To thrive in this new landscape, websites should also focus on creating machine-readable versions of their content. Techniques such as using llms.txt files can provide a competitive edge by presenting content in a clean, Markdown-optimised format. This simplifies content extraction for AI systems, improving the accuracy of indexing and enhancing the quality of AI-generated search snippets. Additionally, structuring data in a way that aligns with the training process of large language models (LLMs) helps AI systems better understand the semantic connections between different pieces of content, leading to more contextually relevant search results.
In the future, websites that fail to adapt to these changes risk being left behind. As AI search engines continue to refine their ability to understand user intent and deliver personalised results, businesses must prioritise ethical SEO practices and adapt their content strategies to align with these advancements. This includes focusing on holistic content, unique storytelling, and expert insights to build trust and credibility with their audiences. By embracing these changes and optimising for AI-driven search, websites can not only maintain their visibility but also enhance their user engagement and conversion rates in a rapidly evolving digital landscape.

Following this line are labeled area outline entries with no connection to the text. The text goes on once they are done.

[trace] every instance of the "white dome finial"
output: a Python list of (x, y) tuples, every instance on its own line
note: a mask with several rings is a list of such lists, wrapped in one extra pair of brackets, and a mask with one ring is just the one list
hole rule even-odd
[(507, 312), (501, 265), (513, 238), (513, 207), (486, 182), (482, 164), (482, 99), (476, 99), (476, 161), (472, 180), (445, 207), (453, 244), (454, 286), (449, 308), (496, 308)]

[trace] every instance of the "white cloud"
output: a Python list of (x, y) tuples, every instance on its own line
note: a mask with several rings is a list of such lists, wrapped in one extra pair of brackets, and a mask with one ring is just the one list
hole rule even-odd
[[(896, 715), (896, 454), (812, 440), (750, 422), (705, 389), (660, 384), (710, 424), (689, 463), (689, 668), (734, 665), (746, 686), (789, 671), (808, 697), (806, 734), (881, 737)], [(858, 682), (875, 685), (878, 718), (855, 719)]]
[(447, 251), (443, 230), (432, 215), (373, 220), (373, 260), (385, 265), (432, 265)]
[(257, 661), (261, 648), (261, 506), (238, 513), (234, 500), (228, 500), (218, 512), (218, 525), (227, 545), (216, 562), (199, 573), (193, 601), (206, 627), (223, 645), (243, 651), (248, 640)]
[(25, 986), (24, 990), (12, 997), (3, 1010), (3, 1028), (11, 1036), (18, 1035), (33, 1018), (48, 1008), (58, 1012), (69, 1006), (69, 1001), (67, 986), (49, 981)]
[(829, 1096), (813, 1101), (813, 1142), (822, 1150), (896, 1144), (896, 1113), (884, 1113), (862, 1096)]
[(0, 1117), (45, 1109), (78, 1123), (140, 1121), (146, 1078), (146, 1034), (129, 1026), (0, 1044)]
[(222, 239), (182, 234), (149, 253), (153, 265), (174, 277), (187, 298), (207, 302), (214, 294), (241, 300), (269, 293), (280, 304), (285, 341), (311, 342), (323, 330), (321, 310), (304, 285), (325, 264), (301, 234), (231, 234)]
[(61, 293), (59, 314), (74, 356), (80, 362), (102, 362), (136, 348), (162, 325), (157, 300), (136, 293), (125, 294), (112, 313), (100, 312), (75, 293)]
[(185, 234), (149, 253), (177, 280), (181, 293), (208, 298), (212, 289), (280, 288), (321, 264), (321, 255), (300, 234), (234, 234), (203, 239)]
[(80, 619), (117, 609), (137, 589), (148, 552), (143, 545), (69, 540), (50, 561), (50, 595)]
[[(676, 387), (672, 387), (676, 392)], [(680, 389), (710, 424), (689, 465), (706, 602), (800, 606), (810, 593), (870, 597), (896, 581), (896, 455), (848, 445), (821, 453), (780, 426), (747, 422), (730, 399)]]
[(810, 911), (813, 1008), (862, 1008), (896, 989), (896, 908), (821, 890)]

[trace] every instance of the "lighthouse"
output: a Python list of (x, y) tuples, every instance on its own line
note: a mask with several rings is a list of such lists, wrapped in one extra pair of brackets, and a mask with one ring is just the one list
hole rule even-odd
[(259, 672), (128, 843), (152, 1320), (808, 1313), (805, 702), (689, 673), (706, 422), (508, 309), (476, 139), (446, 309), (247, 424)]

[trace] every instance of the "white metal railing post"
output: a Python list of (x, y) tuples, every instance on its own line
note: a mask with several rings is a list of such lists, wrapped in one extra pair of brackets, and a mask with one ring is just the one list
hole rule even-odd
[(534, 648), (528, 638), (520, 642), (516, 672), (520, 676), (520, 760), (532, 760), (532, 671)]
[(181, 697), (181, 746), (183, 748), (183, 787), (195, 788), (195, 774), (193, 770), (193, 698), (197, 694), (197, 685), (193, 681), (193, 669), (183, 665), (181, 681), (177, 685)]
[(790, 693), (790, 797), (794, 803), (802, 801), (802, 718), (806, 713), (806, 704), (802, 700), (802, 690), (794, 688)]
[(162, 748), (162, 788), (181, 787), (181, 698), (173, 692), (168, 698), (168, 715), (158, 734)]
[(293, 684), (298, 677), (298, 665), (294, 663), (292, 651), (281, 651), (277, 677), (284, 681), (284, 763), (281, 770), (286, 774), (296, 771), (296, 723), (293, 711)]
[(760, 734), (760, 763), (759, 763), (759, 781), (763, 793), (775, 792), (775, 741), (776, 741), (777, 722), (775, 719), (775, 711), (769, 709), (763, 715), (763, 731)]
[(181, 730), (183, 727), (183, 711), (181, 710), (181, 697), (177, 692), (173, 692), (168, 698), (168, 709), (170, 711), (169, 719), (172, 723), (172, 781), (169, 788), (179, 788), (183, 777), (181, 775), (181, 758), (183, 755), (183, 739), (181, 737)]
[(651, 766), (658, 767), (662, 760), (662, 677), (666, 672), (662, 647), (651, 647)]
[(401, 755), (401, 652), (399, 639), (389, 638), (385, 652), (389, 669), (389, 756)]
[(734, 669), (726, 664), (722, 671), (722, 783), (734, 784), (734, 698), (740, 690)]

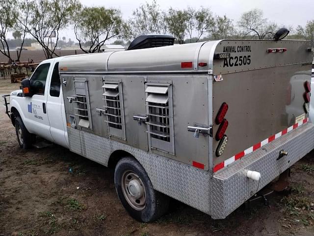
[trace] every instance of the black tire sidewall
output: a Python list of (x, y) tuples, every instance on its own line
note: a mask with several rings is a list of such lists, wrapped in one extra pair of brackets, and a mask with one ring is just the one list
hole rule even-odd
[[(146, 192), (146, 205), (141, 211), (136, 211), (131, 207), (125, 198), (122, 191), (121, 181), (126, 170), (130, 170), (138, 175), (144, 184)], [(131, 216), (136, 220), (147, 222), (155, 220), (157, 216), (157, 192), (146, 171), (140, 164), (131, 158), (124, 158), (117, 164), (114, 172), (116, 190), (121, 203)]]
[[(23, 143), (21, 144), (20, 142), (20, 139), (19, 139), (18, 129), (18, 127), (20, 126), (22, 129), (22, 132), (23, 134)], [(27, 149), (29, 148), (31, 146), (31, 135), (26, 129), (24, 123), (22, 120), (22, 118), (20, 117), (17, 117), (15, 118), (15, 132), (16, 133), (16, 137), (18, 140), (18, 142), (20, 145), (20, 147), (24, 149)]]

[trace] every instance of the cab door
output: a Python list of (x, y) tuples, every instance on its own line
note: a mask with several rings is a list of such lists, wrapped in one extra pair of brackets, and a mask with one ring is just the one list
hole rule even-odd
[(32, 133), (52, 141), (46, 106), (49, 87), (46, 84), (51, 73), (51, 67), (50, 63), (38, 66), (30, 79), (30, 90), (33, 95), (25, 98), (27, 107), (27, 129)]
[[(56, 59), (57, 60), (57, 59)], [(61, 82), (59, 75), (59, 62), (53, 67), (49, 83), (47, 96), (47, 112), (50, 123), (50, 133), (55, 143), (68, 147), (65, 127), (66, 127), (65, 112), (62, 93), (60, 91)]]

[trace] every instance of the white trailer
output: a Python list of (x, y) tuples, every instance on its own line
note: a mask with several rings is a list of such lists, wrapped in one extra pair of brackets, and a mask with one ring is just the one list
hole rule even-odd
[(314, 147), (310, 47), (228, 40), (48, 60), (8, 113), (21, 147), (37, 135), (115, 168), (138, 220), (168, 197), (224, 218)]

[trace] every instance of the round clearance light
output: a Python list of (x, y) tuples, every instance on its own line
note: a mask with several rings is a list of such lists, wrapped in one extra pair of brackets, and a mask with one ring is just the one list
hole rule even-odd
[(227, 135), (224, 135), (224, 137), (222, 137), (222, 139), (220, 140), (219, 144), (216, 149), (216, 156), (220, 157), (222, 155), (222, 153), (224, 152), (225, 148), (227, 146), (227, 142), (228, 137), (227, 137)]
[(279, 29), (279, 30), (277, 31), (274, 35), (274, 39), (276, 41), (284, 39), (284, 38), (285, 38), (285, 37), (286, 37), (289, 32), (290, 31), (288, 30), (288, 29), (286, 28), (281, 28), (281, 29)]

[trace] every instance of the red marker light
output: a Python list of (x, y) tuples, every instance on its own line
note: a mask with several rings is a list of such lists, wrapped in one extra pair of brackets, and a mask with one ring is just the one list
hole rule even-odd
[(207, 63), (206, 63), (206, 62), (200, 62), (198, 64), (198, 65), (200, 67), (206, 67), (206, 66), (207, 66)]
[(227, 128), (228, 127), (228, 122), (226, 119), (224, 119), (218, 128), (218, 131), (216, 134), (216, 140), (217, 141), (220, 140), (224, 137), (224, 135), (226, 132)]
[(219, 108), (215, 120), (217, 124), (219, 124), (223, 121), (224, 118), (225, 118), (225, 116), (226, 116), (226, 114), (228, 111), (228, 105), (226, 102), (224, 102), (221, 104), (221, 106), (220, 106), (220, 108)]
[(181, 62), (181, 68), (192, 68), (193, 63), (192, 62)]
[(304, 88), (305, 88), (305, 91), (307, 93), (310, 93), (311, 92), (311, 83), (308, 81), (305, 81), (304, 82)]
[(310, 102), (311, 100), (311, 97), (310, 96), (309, 93), (304, 93), (303, 94), (303, 98), (304, 98), (304, 100), (305, 102), (308, 103)]

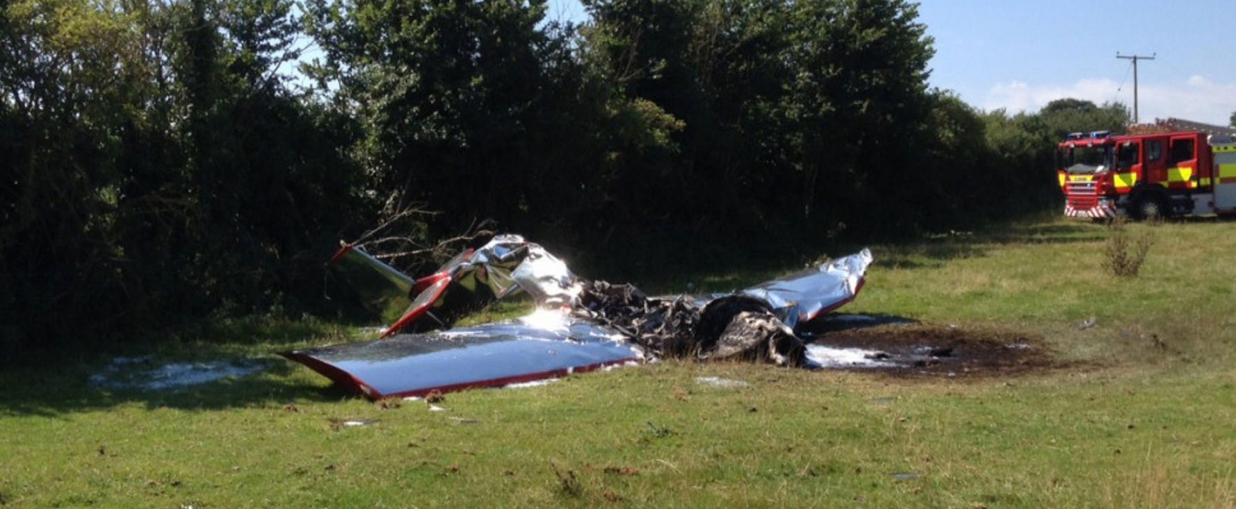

We have many web properties and while they may not be our primary source of client acquisition, it will be important to ensure we support the changing landscape of discovery.
POB’s closing thought(s)
It’s been another exciting week in the world of AI, and there doesn’t appear to be any sign of things slowing down any time soon. There’s lots of work for us all to do to determine how we most effectively yet safely use AI in our working lives, and lots of work for me to do to ensure I make it as easy as possible to take advantage. Challenge accepted!
I’ll end this week with a couple of interesting things I’ve come across. In a previous post, I talked about a voice cloning service that provided impressive results with a few minutes of training. This week I tried out Cartesia, a service that can clone your voice using only 3 seconds of audio. Yikes! Huge props to this guy, who created an MCP plugin (a tool used to connect a LLM to external services) for Ableton, a music application, and can now use natural language to write music. Amazing!
Happy Friday (by the time you read this, probably…) have a great weekend! 👍
Disclaimer: The views and opinions expressed in this post are my own and do not necessarily reflect those of my employer.